Lightly grease love letter moulds with a piece of muslin cloth dipped in oil. Heat mould over charcoal fire.
When heated, place the moulds open over a bowl of batter and pour a ladelful of batter onto the mould. Close the mould tightly and bake over charcoal fire for about half a minute on each side.
When golden in colour, remove and immediately fold into a quarter. Press lightly with a tin cover to level the surface.
Cool and store in an air-tight container or tin.*

----------


## Miss_Sweet

*Red Velvet Ice*

*2 pounds fresh cranberries
4 cups unsweetened apple juice (seperate into 2 cups each)
3/4 cup of sugar
1 teaspoon grated orange rind

Wash cranberries, combine with only 2 cups apple juice and sugar in a large pot. Cook on high/medium high until cranberries pop...about 8 minutes. Put through a food mill. Add remaining ingredients and chill. Put this mixture into an electric freezer or a hand cranked one. Read the directions on your freezer for the time or crank till it freezes.
Serve frozen mixture in champagne glasses. It will work 

*

----------


## Miss_Sweet

*Cherries Valentines*

*1 1/2 cup Cherries, pitted
2 med Peaches, halved pitted
1/2 cup Orange juice
4 ea Orange wedges
4 ea Cherries with stems

Place cherries and peaches in a blender with the orange juice. Blend at medium speed until creamy.

Pour mixture into custard glasses. Top each glass with an orange wedge a whole cherry.

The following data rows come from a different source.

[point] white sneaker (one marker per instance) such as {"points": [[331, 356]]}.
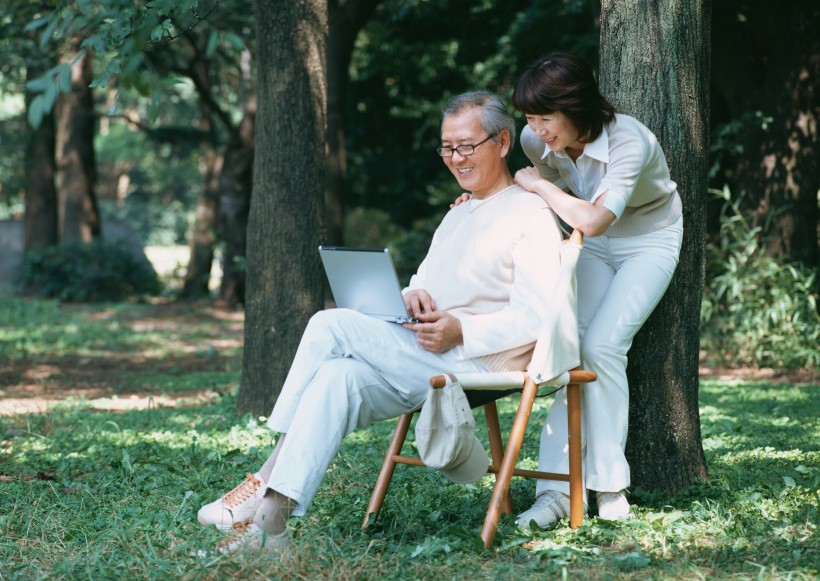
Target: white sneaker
{"points": [[613, 505], [550, 507], [249, 537], [237, 506]]}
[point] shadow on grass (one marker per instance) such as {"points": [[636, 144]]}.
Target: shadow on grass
{"points": [[109, 495]]}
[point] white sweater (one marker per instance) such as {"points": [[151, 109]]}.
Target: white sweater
{"points": [[492, 264]]}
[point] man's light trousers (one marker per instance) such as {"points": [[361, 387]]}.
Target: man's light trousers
{"points": [[350, 370], [620, 281]]}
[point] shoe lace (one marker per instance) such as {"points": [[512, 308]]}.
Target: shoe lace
{"points": [[242, 492]]}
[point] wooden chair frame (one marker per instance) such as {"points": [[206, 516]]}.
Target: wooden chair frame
{"points": [[503, 460]]}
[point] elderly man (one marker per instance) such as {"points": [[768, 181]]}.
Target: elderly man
{"points": [[479, 296]]}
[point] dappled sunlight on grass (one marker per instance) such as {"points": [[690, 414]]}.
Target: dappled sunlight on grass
{"points": [[91, 493]]}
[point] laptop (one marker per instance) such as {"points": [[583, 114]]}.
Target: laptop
{"points": [[364, 279]]}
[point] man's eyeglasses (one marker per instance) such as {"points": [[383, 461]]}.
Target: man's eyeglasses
{"points": [[463, 150]]}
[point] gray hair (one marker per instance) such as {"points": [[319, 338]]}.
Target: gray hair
{"points": [[494, 115]]}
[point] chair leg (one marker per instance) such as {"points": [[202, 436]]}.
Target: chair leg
{"points": [[502, 483], [576, 478], [389, 465], [496, 447]]}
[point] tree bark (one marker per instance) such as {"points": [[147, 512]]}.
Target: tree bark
{"points": [[41, 190], [655, 66], [235, 187], [346, 18], [79, 217], [284, 275]]}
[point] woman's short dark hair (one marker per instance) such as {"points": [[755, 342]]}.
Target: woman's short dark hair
{"points": [[564, 82]]}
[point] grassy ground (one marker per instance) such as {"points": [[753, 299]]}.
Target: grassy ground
{"points": [[117, 423]]}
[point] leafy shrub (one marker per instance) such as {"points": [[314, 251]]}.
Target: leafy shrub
{"points": [[87, 272], [757, 310]]}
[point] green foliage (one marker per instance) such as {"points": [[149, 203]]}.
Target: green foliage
{"points": [[757, 310], [101, 495], [87, 272], [121, 32], [164, 180]]}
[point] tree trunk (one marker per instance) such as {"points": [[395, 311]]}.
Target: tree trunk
{"points": [[284, 275], [346, 18], [41, 191], [776, 172], [79, 217], [203, 236], [234, 203], [655, 66]]}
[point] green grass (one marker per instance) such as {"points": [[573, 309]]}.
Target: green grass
{"points": [[102, 495]]}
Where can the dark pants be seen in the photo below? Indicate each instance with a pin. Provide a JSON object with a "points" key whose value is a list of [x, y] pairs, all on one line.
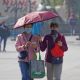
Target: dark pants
{"points": [[25, 70], [4, 41]]}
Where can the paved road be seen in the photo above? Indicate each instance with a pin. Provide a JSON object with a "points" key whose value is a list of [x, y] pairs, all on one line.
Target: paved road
{"points": [[9, 69]]}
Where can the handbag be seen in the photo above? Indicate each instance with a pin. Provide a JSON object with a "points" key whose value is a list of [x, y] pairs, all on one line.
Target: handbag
{"points": [[37, 68], [56, 51], [24, 54]]}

Serve immediately or store in the fridge with each custard glass tightly covered. Will keep for 3 to 5 days.*

----------


## Miss_Sweet

*Chocolate Lover's Mousse*

1 teaspoon unflavored gelatin, 1 tablespoon cold water, 2 tablespoons boiling water, 1/2 cup sugar, 1/4 cup cocoa,
1 cup whipping cream, 1 teaspoon vanilla extract, shaved chocolate

In a small bowl sprinkle the gelatin over the cold water and let stand 1 minute.
Add the boiling water and stir until gelatin is dissolved.
In a separate bowl stir together the sugar, cocoa, whipping cream, and vanilla.
Beat on medium speed of an electric mixer, scraping the bottom of the bowl occasionally, until the mixture is stiff.
Add the gelatin mixture and beat until well blended.
Spoon into dessert dishes or champagne glasses.
Sprinkle with shaved chocolate.
Chill 1 hour before serving.

----------


## Muzi

I can't wait to get a new gd lol

----------


## Miss_Sweet

lolz...r u sure she ll make u these love recipes?  :Wink:

----------


## Muzi

i was tlkin bout me makin em for her cuz i love cookin lol

----------


## Miss_Sweet

oooh...kool :Big Grin:

----------


## Muzi

yes som guys do lik cookin hehe

----------


## Miss_Sweet

yeah i knw dat :Stick Out Tongue:

----------


## Muzi

good girl lol

----------